FileGenerator walks a directory tree and yields one task per matching file. FileFetcher reads each file as raw bytes. No external dependencies or credentials are required.

Bash
mkdir -p ./sample_data && echo "Hello Sayou" > ./sample_data/readme.txt
python quick_start_file.py
Python
import json
import os

from sayou.brain.pipelines.transfer import TransferPipeline

OUTPUT_DIR = "./sayou_archive/file"

Collect a Directory

Pass any local directory path as source. Use the extensions keyword to restrict which file types are collected.

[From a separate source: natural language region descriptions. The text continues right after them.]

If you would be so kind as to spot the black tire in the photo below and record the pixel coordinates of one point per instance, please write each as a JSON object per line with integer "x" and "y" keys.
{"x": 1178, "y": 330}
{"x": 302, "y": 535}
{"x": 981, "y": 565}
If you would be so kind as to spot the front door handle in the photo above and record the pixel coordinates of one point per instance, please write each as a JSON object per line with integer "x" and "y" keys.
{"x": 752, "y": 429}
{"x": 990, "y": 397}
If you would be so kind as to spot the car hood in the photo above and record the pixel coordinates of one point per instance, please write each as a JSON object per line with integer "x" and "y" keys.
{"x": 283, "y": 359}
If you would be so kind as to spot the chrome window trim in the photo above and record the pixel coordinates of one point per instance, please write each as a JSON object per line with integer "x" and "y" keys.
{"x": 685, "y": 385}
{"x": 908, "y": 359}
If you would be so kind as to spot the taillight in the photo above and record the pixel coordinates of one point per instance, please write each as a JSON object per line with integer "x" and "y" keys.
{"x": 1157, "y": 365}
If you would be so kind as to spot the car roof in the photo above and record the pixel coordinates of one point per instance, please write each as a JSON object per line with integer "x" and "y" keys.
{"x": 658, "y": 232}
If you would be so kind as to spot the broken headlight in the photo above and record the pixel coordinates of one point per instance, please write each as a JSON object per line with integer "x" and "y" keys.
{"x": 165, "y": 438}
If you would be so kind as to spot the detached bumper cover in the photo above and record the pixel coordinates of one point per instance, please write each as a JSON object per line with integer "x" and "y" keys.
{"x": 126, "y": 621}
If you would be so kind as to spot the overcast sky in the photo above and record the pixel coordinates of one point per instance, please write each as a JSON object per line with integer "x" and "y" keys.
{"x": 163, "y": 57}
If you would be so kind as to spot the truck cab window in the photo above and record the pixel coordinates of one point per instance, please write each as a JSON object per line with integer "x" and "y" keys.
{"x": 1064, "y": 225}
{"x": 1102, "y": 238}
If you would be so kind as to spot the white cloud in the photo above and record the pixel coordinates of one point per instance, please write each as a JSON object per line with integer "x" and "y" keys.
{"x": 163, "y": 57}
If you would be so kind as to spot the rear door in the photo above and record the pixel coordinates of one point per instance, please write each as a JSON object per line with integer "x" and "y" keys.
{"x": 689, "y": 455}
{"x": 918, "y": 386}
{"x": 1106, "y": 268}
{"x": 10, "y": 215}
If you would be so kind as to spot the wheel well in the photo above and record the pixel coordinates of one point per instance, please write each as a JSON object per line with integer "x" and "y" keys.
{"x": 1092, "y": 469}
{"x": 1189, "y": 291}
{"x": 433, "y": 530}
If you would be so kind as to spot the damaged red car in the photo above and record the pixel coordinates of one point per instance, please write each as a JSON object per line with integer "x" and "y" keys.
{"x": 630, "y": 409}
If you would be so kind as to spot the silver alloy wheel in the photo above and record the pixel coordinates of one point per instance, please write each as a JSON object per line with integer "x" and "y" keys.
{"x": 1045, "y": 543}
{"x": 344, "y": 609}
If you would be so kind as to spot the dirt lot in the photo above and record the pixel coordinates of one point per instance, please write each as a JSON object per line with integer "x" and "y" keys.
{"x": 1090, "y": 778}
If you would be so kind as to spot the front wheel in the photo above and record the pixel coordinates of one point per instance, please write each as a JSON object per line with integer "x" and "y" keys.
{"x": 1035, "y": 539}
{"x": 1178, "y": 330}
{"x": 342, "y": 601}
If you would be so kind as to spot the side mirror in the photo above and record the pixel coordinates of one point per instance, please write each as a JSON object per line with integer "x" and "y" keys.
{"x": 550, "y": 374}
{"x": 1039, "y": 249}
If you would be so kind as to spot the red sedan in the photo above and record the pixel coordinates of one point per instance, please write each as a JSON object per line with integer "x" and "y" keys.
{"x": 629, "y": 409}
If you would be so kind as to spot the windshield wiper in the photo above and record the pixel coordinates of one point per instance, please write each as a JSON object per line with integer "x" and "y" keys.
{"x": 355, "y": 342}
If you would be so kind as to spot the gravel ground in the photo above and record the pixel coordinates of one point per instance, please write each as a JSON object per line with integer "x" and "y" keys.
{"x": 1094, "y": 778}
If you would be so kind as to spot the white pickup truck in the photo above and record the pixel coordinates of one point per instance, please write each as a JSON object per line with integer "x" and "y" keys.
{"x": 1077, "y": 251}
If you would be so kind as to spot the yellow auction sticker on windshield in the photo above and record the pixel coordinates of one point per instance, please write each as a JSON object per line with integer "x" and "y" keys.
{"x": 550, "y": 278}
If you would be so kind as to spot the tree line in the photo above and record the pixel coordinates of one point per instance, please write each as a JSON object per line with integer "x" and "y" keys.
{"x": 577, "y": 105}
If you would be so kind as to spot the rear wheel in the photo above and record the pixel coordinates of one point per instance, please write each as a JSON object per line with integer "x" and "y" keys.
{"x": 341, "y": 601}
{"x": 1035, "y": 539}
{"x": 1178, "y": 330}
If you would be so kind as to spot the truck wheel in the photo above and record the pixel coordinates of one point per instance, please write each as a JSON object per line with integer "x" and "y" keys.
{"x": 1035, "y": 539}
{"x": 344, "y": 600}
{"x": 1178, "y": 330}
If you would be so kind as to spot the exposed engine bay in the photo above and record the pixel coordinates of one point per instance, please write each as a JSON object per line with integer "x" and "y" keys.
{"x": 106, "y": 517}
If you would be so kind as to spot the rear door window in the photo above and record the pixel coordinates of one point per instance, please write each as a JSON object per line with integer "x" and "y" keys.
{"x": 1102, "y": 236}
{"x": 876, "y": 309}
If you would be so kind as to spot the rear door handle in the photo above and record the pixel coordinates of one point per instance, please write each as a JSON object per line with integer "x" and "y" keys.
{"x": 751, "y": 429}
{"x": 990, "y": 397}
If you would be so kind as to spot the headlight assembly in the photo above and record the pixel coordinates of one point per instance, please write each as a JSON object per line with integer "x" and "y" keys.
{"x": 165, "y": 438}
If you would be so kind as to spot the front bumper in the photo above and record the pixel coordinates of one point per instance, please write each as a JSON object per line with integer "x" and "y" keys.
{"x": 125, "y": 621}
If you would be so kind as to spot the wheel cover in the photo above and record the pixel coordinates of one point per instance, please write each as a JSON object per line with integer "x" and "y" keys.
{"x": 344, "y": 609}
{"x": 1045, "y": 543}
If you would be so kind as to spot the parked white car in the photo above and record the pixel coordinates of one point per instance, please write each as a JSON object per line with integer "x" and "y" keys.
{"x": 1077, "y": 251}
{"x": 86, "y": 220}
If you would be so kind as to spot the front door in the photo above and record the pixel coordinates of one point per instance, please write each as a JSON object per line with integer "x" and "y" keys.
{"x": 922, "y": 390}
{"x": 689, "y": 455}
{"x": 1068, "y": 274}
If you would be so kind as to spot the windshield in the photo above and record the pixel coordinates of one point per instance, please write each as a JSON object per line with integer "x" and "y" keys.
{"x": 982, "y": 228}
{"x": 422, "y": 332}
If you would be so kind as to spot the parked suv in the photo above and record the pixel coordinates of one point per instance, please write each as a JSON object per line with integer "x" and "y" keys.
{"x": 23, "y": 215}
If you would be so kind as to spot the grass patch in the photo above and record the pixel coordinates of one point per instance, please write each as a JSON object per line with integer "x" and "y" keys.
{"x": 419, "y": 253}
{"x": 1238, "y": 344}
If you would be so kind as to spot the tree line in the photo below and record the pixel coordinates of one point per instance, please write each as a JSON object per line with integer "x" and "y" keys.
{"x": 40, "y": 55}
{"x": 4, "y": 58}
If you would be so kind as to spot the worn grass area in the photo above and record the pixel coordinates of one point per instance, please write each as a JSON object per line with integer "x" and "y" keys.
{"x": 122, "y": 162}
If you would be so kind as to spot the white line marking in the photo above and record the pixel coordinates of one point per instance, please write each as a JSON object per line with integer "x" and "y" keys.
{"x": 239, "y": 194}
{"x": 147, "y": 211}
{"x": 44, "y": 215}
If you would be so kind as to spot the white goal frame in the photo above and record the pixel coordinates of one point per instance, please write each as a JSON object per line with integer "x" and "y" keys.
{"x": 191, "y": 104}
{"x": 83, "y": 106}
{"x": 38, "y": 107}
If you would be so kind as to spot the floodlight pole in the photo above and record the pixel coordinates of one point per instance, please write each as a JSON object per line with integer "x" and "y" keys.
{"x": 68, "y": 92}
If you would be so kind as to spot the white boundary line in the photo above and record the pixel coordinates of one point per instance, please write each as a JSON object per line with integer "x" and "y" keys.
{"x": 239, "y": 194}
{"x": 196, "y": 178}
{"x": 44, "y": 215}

TransferPipeline.process() returns:

Python
{"read": <int>, "written": <int>, "failed": <int>}

Python
stats = TransferPipeline.process(
    source="./sample_data",
    destination=OUTPUT_DIR,
    strategies={"connector": "file"},
    extensions=[".txt", ".md", ".pdf"],
)

print("=== Collect a Directory ===")
print(json.dumps(stats, indent=2))

Filter by Glob Pattern

name_pattern is an fnmatch-style glob applied on top of the extension filter. Only files whose basename matches the pattern are transferred.

Python
stats_glob = TransferPipeline.process(
    source="./sample_data",
    destination=os.path.join(OUTPUT_DIR, "reports"),
    strategies={"connector": "file"},
    extensions=[".txt"],
    name_pattern="report_*",
)

print("=== Filter by Glob Pattern ===")
print(json.dumps(stats_glob, indent=2))

Non-recursive Scan

Set recursive=False to collect only the top-level directory without descending into sub-directories.

Python
stats_flat = TransferPipeline.process(
    source="./sample_data",
    destination=os.path.join(OUTPUT_DIR, "flat"),
    strategies={"connector": "file"},
    extensions=[".txt"],
    recursive=False,
)

print("=== Non-recursive Scan ===")
print(json.dumps(stats_flat, indent=2))

Validate Output

After a successful transfer each collected file appears in destination. Inspect the directory to confirm the transfer completed cleanly.

Python
if os.path.isdir(OUTPUT_DIR):
    names = [
        n for n in os.listdir(OUTPUT_DIR) if os.path.isfile(os.path.join(OUTPUT_DIR, n))
    ]
    print(f"\nArchived {len(names)} file(s) in '{OUTPUT_DIR}'.")
    for name in names[:5]:
        size = os.path.getsize(os.path.join(OUTPUT_DIR, name))
        print(f"  {name}  ({size} bytes)")